Mais j'ai des soucis plus prioritaires.

— Vous avez vu votre patronne, ce matin ?

— Oui.

— Où se trouve-t-elle ?

— Elle est remontée à l'appartement car elle ne se sentait pas bien.

— Elle va partir, il faut que vous l'en empêchiez !

— Moi ! Mais…

— Ecoutez, Germaine, il s'agit d'une affaire beaucoup plus grave que vous ne l'imaginez. Voilà ce que vous allez faire, c'est très simple. J'ai remarqué que Mme Purgon accroche sa clé à un clou dans son vestibule. Montez lui demander un renseignement quelconque. Emparez-vous subrepticement de la clé en entrant. Quand vous repartirez, vous fermerez la porte depuis l'extérieur. Bien entendu, quand elle s'apercevra qu'elle est enfermée, elle vous téléphonera à la pharmacie pour vous demander de la délivrer. Afin d'éviter toute discussion, vous n'aurez qu'à laisser le téléphone décroché.

— Mais, monsieur, ce que vous me demandez là…

— Vous paraît extravagant, je m'en doute. Mais je vous demande pourtant de le faire. Nous sommes à Paris et il ne nous faut pas plus de quarante minutes pour arriver.

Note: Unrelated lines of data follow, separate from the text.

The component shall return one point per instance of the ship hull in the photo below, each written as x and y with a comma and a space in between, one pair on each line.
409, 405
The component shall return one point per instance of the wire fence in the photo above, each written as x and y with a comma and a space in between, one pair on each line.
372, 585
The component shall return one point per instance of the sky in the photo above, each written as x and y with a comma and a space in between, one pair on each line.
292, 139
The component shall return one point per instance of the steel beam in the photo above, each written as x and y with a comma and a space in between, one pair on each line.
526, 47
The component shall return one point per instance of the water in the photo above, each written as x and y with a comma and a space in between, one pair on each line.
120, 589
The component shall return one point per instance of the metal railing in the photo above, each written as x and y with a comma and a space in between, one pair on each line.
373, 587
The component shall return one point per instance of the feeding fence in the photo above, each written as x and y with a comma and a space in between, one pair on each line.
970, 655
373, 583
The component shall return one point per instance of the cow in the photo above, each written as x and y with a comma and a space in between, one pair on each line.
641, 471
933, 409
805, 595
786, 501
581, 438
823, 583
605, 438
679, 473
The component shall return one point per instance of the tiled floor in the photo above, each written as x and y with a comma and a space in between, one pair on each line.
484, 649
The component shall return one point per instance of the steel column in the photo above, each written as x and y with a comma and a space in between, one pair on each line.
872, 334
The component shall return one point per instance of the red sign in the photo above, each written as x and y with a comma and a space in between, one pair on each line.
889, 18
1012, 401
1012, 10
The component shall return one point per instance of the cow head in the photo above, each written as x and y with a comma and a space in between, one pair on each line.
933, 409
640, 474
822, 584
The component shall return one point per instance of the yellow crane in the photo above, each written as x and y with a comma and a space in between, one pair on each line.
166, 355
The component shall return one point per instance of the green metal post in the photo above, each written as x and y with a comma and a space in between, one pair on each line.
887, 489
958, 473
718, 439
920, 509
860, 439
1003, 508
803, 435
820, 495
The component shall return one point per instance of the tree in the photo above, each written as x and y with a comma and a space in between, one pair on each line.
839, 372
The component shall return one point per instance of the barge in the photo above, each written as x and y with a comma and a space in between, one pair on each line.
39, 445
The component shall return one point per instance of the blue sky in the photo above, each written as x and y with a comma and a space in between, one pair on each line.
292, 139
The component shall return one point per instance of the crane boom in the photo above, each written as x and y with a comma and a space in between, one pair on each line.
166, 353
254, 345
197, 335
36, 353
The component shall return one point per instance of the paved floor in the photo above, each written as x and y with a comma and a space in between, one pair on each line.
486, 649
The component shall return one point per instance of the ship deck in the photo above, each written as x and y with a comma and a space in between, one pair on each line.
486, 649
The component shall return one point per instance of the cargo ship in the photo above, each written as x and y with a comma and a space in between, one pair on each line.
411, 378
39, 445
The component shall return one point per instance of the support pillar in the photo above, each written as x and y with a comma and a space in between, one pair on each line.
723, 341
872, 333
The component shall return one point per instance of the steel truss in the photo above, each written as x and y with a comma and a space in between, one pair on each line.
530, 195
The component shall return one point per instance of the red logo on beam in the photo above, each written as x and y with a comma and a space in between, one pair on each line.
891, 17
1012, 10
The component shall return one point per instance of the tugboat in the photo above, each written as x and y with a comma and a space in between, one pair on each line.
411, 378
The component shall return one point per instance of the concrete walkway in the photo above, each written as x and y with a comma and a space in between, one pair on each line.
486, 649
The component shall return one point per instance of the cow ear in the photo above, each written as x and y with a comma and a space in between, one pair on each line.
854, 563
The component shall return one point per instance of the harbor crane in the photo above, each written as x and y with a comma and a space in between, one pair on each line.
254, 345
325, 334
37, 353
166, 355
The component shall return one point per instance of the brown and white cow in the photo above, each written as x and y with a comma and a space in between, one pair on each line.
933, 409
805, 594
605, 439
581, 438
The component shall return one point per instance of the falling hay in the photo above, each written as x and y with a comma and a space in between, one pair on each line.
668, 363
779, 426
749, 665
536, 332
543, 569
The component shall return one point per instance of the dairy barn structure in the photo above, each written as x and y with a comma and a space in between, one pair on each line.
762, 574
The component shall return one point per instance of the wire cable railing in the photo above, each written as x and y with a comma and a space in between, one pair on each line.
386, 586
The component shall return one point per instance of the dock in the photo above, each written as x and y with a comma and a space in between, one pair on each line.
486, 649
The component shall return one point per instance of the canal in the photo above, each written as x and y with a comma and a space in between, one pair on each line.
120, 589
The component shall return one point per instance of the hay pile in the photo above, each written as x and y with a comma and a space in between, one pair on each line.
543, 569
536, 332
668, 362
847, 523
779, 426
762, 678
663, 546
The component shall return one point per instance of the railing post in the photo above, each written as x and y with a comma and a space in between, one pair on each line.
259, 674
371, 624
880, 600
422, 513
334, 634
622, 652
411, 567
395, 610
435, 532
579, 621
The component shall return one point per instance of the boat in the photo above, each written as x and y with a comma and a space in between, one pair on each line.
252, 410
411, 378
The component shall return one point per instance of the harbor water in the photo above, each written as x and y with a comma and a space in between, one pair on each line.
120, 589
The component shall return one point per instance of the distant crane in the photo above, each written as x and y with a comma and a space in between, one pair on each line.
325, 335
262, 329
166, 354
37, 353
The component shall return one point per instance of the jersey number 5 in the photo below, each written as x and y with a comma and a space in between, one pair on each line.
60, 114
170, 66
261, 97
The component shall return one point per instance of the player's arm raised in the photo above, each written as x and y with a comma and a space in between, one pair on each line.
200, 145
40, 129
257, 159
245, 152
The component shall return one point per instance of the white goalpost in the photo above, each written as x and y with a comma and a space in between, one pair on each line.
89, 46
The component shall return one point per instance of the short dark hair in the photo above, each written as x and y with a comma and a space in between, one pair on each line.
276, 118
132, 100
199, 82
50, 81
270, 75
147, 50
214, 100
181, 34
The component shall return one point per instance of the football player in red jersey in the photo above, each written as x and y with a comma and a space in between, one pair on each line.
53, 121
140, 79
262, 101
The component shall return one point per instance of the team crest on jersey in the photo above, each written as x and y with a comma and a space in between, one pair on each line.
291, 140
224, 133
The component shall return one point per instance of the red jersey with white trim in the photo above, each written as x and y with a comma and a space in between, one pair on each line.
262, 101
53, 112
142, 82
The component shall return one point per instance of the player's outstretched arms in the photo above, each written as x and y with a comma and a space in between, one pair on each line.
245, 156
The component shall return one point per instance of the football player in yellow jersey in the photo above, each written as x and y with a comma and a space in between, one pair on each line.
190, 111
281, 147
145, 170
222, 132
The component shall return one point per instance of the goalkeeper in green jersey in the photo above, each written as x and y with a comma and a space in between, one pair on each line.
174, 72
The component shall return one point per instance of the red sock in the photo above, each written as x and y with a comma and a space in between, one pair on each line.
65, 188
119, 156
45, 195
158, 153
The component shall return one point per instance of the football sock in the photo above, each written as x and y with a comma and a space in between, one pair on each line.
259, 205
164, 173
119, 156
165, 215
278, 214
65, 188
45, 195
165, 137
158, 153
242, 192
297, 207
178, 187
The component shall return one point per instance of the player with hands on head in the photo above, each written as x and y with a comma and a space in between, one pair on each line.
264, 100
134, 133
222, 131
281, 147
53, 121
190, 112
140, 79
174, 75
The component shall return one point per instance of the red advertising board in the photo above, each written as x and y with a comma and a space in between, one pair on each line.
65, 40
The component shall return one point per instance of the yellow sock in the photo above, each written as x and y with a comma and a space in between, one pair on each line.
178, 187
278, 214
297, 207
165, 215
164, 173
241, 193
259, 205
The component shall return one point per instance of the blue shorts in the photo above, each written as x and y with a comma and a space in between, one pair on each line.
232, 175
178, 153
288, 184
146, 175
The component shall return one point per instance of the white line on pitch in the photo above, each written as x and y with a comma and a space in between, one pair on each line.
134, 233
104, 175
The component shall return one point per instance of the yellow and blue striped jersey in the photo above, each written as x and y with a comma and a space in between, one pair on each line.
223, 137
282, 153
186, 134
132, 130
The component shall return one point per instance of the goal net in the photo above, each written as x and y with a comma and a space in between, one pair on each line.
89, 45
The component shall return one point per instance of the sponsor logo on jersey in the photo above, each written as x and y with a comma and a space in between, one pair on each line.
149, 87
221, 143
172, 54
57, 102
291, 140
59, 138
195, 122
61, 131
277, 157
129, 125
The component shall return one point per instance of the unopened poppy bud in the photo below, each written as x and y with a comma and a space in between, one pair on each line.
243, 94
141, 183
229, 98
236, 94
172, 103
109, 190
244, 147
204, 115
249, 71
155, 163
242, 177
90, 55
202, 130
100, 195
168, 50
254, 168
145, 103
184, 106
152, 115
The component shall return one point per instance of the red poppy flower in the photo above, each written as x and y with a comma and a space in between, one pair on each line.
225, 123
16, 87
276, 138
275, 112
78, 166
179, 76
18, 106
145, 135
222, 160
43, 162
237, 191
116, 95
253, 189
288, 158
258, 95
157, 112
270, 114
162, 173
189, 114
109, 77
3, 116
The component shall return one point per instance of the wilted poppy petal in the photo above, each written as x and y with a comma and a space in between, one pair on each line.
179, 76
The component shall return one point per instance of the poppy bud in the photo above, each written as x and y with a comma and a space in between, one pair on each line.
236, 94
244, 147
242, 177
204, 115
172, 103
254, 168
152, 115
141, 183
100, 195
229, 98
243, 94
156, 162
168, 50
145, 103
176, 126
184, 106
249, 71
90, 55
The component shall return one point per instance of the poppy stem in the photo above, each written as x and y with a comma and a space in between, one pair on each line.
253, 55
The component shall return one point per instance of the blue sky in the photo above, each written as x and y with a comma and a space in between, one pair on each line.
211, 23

Le Gros m'arrache le combiné.

— Allô, c'est ma grosse louloute d'amour ? Dis-moi, ma mésange, t'aurais-t-il pas r'trouvé ma moumoute dans ta chatte, des fois ? Hein ? Ben oui, c'tait ma moumoute ! Qouaaaâ ! Tu l'as jetée à la poubelle ! Oh ! merde, on n'est pas aidé ! A quelle heure passent les boueux dans ton bled ? Y sont passés quand tu partais ! Misère ! Un' moumoute d'c'prix-là ! Ah ! tu me la copiereras !

II raccroche sauvagement.

— Toutes les mêmes, renaude ce prince de l'amour. Tu leur grougnoutes la moulasse pour leur êt' agréab', et l'remercillement c'est d't' balancer ta moumoute aux ordures. Faut qu'ça va m'servir d'l'çon. Si j'penserais davantage à mon plaisir à moi, j'aurais encore mes crins pour rutiler auprès des gerces !

ASPIRINE ET CONFIDENCES

— En somme, réfléchit M. Blanc, c'est une véritable histoire policière que nous vivons là.

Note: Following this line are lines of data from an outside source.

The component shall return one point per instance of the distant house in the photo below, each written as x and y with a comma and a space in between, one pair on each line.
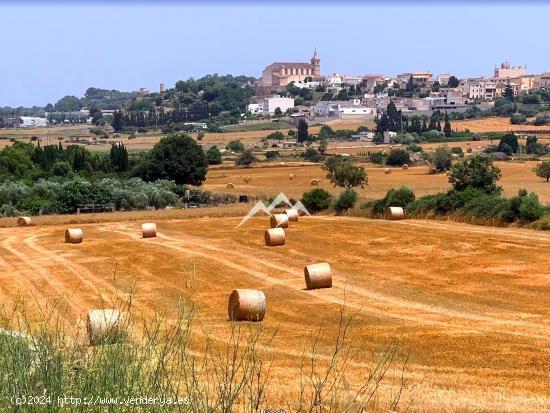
30, 122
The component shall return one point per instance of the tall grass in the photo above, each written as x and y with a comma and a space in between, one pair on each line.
171, 359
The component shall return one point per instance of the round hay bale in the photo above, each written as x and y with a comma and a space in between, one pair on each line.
292, 214
23, 221
149, 230
73, 235
105, 326
318, 276
246, 305
395, 213
274, 237
279, 221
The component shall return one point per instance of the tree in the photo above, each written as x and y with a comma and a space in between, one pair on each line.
246, 158
119, 157
96, 115
61, 168
447, 128
478, 172
518, 119
177, 157
442, 158
323, 145
235, 146
398, 157
543, 170
344, 174
326, 132
509, 139
410, 85
303, 135
68, 104
118, 121
346, 200
214, 155
453, 82
316, 200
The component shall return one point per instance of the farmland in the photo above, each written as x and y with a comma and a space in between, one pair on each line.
468, 302
274, 179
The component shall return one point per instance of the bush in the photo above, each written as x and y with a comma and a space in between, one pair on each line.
61, 168
518, 119
400, 197
235, 146
246, 158
346, 200
398, 157
272, 154
312, 155
475, 172
214, 156
442, 159
377, 158
316, 200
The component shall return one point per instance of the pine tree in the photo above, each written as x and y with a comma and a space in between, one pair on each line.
119, 157
447, 128
303, 134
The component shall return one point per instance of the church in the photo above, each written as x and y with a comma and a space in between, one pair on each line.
278, 75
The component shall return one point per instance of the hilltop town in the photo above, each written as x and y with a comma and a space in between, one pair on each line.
300, 91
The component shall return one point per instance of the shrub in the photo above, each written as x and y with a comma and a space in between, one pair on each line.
489, 206
400, 197
235, 146
246, 158
61, 168
518, 119
526, 206
476, 172
316, 200
377, 158
272, 154
442, 158
214, 156
346, 200
344, 174
398, 157
542, 170
312, 155
425, 204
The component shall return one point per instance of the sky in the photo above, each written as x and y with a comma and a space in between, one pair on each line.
52, 50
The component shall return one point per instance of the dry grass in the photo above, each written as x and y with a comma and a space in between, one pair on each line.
469, 302
494, 124
268, 181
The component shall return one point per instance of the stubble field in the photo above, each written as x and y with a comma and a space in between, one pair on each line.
273, 179
469, 303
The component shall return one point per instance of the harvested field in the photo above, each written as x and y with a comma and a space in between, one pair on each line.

La voiture traverse des champs d'automne. La départementale est jonchée de feuilles mortes boueuses, et des écharpes de brume (comme c'est écrit dans les livres des dames) festonnent aux branches des arbres.

— Pourquoi est-ce une véritable histoire policière, Jérémie ?

— On tourne autour des lieux cruciaux. Ça fait la spirale… La pharmacie, le château ; le château, la pharmacie… A en attraper le vertigo. On sent bien que toute l'histoire mitonne entre ces deux pôles. La vieille mère Christie aurait mouillé devant un mystère pareil.

Un instant de silence. On entend — à peine — les cylindres suractivés de ma Quattroporte. Pour sortir de Paname, j'ai mis, ce qui est rarissime, mon gyrophare sur le toit, et branché ma sirène, mais je déteste alerter les populations, d'autant qu'ils éberluent vachement, les gus, de voir déferler la poule dans une Maserati blanche ! C'est pourquoi, une fois la voie dégagée, j'ai « rebanalisé » mon véhicule.